In March 2011, international experts in the field of flow cytometry assay development and validation representing the International Council for Standardization of Haematology (ICSH) and the International Clinical Cytometry Society (ICCS) formed a workgroup to draft guidelines for validating flow cytometry LDTs. Their recommendations, “Validation of Cell Based Fluorescence Assays: Practice Guideline,” were published recently (1).
This article will focus on the validation approach recommended in the ICSH/ICCS guidelines (1) for flow cytometric assays and highlight some of the differences with clinical chemistry method validations.
Laboratory Requirement for Validation
Validating an LDT method for any platform has many steps. The laboratory must establish the method performance specifications for accuracy, imprecision, analytical sensitivity, analytical specificity, reportable ranges, reference intervals, and any other performance characteristics required to test performance. The following discussion focuses on application of these principles to flow cytometry methods.
Categories of Bioanalytical Data
The first step of an analytical method validation should be to define the reportable results to be generated by the method and their respective data type. It is critical for a successful method validation to fully understand the category of bioanalytical data generated from the method and how the data type contributes to assay performance as well as assay limitations. In a 2005 Conference Report from the American Association of Pharmaceutical Scientists (AAPS), Jean Lee and others described four categories for bioanalytical data: quantitative, relative quantitative, quasi-quantitative, and qualitative (Table 1) (2).

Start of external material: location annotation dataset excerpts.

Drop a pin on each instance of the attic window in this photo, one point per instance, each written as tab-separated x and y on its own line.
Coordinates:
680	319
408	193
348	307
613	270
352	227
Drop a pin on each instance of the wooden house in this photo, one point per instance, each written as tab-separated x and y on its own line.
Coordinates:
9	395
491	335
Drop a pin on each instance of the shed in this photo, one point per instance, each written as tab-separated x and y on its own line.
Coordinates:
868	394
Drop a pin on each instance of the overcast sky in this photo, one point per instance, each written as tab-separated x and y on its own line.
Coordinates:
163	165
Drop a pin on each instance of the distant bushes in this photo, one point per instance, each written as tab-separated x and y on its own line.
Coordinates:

Categories of Bioanalytical Methods
Uses calibration standard to determine the absolute quantitative values for unknown samples. The reference material is well defined and fully representative of the endogenous analyte.
Example: Insulin and steroid mass spec assays.
Uses a calibration standard to estimate the absolute quantitative values for unknown samples.
The reference material is not fully representative of the endogenous analyte.
Example: Flow cytometric methods in which antigen expression levels are quantified using ABC or MESF beads.
Does not use calibration standard, but has a continuous response. Numeric data is reported.
Example: Most flow cytometric methods reporting relative percentage and/or absolute counts of a specified cellular phenotype.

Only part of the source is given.